Sanctions imposed on Iran in early 2012 by the United States and European Union over its nuclear program cut Iran’s crude exports from a peak of 2.5 million barrels per day (bpd) before the sanctions to a little more than 1 million bpd.
But Iran re-emerged as a major oil exporter in January 2016 when international sanctions were suspended in return for curbs on Iran’s nuclear program.
Manouchehri said Iran planned to finalize seven upstream contracts worth around $40 billion with foreign investors, SHANA reported.
“These contracts will be finalized under the current challenging circumstances by mid-Iranian year (October) … This planning has been made with the assumption of delayed presence of Western companies,” he added.
Major European companies, partly fearing harsh penalties because of the remaining U.S. sanctions on Iran, have been reluctant to do business with Tehran, which needs to attract over $100 billion in foreign investment to boost its crude output.
France’s Total became the first Western energy firm to sign a deal with Iran after the easing of international sanctions in 2016, agreeing to develop Phase 11 of the South Pars offshore gas field with a total investment of $5 billion.
SELL OIL, SECURE INVESTMENT
Deputy Oil Minister Amirhossein Zamaninia also said that Iran considered the deal alive “if we can continue to sell our oil and its products,” even if the United States pulls out.
“Also, we should be able to maintain Iran’s oil market, receive our oil money and secure foreign investment in our oil industry,” he added.
Iran says it aims to raise its crude oil production capacity to 4.7 million bpd within the next four years, though exports might be disrupted if Trump refuses to renew Iran’s sanctions waivers next week.
The Organization of the Petroleum Exporting Countries (OPEC), Russia and several other producers began to reduce oil output in January 2017 in an attempt to erase a supply glut and prop up prices.
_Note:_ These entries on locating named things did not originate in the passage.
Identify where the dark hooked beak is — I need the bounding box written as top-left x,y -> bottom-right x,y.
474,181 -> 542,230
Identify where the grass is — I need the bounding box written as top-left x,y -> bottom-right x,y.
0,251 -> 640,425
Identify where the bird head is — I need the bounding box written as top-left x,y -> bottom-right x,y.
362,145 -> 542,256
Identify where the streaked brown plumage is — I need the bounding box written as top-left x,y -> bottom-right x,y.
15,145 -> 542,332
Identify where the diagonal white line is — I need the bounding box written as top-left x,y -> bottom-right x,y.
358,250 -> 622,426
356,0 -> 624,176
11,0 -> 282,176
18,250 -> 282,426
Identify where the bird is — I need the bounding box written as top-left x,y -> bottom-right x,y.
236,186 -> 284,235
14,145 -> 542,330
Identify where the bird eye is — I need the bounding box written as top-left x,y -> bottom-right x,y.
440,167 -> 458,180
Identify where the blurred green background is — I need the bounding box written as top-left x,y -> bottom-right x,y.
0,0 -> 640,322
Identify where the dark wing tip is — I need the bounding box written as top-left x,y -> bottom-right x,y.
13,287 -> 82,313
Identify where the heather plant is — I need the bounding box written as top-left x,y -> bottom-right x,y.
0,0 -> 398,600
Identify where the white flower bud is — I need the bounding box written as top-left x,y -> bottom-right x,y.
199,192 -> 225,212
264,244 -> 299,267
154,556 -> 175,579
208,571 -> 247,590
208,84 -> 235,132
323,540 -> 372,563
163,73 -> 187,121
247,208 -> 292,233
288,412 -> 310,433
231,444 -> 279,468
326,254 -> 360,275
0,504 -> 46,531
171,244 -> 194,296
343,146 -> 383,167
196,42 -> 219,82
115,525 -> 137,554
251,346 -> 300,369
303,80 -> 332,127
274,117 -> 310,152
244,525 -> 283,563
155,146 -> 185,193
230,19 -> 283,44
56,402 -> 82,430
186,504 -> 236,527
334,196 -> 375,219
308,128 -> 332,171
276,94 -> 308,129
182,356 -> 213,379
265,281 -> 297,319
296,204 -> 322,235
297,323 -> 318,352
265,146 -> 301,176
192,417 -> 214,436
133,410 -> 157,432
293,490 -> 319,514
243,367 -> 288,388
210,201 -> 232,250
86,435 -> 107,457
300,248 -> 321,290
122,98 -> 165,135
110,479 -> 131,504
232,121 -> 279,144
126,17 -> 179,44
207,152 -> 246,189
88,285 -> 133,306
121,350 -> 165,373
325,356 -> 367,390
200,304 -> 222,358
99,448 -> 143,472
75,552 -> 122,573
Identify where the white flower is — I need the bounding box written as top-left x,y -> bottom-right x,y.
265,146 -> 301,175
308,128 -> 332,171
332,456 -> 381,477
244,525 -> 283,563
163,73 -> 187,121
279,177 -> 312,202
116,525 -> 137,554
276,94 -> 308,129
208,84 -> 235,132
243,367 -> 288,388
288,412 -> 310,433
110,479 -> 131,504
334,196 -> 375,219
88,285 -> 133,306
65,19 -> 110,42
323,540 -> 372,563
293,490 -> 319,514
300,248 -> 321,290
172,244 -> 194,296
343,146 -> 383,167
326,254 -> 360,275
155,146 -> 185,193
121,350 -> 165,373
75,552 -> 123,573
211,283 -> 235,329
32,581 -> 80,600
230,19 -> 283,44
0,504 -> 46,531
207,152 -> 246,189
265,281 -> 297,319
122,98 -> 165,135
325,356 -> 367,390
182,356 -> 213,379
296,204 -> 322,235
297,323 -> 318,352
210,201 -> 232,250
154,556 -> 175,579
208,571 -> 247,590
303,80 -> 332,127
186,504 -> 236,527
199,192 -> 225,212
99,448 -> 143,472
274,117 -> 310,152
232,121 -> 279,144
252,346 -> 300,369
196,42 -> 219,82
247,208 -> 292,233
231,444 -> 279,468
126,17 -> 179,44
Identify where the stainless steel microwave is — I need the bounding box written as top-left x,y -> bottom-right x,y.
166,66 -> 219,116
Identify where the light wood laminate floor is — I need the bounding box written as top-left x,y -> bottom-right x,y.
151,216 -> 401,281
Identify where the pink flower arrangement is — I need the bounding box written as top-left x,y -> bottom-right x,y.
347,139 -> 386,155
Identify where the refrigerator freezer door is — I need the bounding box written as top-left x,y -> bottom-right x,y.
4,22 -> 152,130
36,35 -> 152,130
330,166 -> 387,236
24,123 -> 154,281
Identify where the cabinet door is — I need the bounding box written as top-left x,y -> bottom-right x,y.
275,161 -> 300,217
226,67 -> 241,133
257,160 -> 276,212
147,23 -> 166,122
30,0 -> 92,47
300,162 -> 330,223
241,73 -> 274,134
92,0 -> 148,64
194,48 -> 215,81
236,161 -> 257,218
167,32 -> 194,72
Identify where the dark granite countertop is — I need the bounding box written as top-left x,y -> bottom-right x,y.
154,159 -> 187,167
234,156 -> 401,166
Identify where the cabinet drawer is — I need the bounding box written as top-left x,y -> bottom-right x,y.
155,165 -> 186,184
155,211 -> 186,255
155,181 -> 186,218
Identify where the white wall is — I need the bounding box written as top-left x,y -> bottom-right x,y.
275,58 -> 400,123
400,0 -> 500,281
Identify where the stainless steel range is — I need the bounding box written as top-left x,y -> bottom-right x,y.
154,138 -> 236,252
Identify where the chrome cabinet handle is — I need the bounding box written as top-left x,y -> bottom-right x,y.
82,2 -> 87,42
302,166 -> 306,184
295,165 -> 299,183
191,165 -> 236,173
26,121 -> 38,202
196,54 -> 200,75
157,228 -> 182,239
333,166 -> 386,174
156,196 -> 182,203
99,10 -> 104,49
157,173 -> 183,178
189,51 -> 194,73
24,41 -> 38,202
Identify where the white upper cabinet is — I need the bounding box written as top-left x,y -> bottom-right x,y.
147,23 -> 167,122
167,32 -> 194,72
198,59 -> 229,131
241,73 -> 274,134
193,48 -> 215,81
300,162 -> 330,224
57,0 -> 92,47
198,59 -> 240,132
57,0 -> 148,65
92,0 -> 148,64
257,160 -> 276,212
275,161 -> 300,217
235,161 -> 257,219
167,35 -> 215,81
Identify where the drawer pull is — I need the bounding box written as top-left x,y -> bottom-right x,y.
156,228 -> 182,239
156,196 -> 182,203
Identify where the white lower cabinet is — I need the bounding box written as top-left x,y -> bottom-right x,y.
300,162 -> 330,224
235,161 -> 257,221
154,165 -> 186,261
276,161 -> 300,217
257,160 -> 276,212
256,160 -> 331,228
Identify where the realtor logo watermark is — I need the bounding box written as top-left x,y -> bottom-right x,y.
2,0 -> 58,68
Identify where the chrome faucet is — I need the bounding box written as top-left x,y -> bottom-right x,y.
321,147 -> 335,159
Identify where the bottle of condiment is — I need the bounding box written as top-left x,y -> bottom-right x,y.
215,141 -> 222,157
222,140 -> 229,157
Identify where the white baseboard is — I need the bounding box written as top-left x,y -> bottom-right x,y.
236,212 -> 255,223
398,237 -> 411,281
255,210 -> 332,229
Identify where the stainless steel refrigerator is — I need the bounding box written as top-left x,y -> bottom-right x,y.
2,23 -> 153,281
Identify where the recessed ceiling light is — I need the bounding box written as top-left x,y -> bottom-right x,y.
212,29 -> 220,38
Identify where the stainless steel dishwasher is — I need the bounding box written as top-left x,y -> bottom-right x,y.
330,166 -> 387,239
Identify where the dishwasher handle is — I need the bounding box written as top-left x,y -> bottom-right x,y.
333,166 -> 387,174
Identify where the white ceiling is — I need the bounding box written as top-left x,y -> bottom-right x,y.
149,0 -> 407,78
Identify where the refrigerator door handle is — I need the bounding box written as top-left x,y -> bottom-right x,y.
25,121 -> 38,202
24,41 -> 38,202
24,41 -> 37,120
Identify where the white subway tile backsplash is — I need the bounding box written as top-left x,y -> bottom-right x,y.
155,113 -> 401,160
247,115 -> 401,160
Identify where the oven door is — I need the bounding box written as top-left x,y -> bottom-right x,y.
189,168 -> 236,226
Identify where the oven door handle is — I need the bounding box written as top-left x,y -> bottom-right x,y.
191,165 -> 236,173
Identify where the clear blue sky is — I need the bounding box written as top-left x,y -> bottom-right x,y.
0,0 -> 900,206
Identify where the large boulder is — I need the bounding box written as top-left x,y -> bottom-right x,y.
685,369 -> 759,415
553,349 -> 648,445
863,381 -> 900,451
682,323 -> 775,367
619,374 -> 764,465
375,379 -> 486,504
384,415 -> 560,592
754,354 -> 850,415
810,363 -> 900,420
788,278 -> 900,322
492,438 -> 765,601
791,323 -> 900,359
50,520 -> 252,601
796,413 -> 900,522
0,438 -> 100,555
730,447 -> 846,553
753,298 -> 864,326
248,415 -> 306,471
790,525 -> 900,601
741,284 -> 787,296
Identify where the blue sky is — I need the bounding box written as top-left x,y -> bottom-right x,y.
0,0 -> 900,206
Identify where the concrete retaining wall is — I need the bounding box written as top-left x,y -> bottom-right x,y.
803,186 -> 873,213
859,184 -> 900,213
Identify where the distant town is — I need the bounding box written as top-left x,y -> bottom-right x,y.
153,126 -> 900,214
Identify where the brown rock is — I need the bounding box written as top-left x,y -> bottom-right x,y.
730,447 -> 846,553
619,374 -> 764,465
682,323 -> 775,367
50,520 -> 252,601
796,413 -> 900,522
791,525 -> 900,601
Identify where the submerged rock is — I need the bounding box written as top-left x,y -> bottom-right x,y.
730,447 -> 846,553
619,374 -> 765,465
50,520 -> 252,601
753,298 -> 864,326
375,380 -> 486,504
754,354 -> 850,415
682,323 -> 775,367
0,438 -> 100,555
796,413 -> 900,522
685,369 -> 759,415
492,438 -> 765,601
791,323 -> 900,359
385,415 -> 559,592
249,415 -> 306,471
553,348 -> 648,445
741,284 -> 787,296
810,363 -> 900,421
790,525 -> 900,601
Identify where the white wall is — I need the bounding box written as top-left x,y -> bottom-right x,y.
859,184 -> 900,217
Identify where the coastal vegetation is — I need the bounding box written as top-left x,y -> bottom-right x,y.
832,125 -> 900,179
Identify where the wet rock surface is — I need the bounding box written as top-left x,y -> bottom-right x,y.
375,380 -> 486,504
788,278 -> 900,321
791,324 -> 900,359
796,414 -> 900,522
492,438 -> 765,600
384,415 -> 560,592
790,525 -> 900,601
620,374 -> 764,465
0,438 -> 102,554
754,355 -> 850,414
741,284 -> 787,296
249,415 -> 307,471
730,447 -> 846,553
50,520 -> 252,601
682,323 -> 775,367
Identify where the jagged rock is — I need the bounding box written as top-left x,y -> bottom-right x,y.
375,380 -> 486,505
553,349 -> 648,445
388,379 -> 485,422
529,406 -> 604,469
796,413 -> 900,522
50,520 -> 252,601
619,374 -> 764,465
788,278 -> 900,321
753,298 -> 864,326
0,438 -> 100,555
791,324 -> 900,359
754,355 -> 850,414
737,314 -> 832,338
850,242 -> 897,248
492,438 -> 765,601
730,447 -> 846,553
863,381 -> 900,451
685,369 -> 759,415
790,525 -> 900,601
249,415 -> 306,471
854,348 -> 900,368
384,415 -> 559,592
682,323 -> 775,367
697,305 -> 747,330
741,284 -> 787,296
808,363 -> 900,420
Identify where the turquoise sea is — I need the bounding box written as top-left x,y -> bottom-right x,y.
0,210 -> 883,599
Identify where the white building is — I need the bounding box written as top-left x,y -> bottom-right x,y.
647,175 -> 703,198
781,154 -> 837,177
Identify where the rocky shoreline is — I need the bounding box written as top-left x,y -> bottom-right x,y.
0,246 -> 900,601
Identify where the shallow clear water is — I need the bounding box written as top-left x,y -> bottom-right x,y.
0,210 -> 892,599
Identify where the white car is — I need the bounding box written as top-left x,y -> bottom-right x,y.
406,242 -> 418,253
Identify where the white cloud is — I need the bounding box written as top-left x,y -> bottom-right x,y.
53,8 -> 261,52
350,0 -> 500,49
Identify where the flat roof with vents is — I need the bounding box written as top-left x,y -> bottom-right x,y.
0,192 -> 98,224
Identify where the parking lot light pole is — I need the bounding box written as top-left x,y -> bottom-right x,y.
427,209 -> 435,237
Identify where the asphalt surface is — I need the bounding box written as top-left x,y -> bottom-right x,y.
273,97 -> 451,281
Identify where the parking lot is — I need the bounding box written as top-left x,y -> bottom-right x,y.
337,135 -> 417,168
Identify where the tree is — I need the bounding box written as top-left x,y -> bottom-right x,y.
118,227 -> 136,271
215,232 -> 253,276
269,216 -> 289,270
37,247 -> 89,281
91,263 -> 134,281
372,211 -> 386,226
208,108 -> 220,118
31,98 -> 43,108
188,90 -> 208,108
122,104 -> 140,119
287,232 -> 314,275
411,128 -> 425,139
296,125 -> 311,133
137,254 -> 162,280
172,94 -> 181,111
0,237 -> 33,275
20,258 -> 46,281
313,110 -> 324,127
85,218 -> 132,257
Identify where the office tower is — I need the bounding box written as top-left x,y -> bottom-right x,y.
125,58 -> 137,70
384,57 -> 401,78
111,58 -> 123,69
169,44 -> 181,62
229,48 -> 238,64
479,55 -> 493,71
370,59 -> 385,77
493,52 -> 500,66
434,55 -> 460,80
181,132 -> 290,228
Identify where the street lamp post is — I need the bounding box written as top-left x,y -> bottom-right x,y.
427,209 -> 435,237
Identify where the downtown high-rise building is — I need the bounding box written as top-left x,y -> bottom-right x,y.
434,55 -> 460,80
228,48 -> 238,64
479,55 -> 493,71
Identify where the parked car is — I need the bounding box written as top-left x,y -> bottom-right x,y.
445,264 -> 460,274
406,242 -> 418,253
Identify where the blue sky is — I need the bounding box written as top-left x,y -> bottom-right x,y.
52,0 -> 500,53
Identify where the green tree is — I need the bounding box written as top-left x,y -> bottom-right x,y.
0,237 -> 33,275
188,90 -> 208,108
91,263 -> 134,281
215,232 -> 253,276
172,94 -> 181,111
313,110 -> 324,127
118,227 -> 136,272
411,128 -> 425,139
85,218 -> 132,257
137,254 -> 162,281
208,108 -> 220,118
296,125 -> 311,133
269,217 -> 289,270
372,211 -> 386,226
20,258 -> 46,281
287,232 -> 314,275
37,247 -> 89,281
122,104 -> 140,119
They have extended the pact until December 2018, and meet in June to review policy.
“We back OPEC’s decisions under normal circumstances … But Iran always gives priority to its own interests … whoever produces more oil has more power in the market,” Zamaninia said.
Iran’s regional rival Saudi Arabia, meanwhile, has shown a willingness to keep tightening crude markets.
The world’s largest crude exporter has consistently opposed Iran’s nuclear deal, fearing that it will strengthen Iran economically and allow it to increase funding for proxy conflicts in Lebanon, Syria, Iraq and Yemen.
“Saudi officials want to limit Iran’s oil market … This is a fight over controlling the crude market,” Zamaninia said.
Saleh Hendi, head of the NIOC’s exploration organization, said 14 exploration blocks were also scheduled to be tendered in July.
“Of the 14 exploration blocks, six blocks, for which development agreements will be signed, are expected to be attractive to foreign investors,” Hendi said.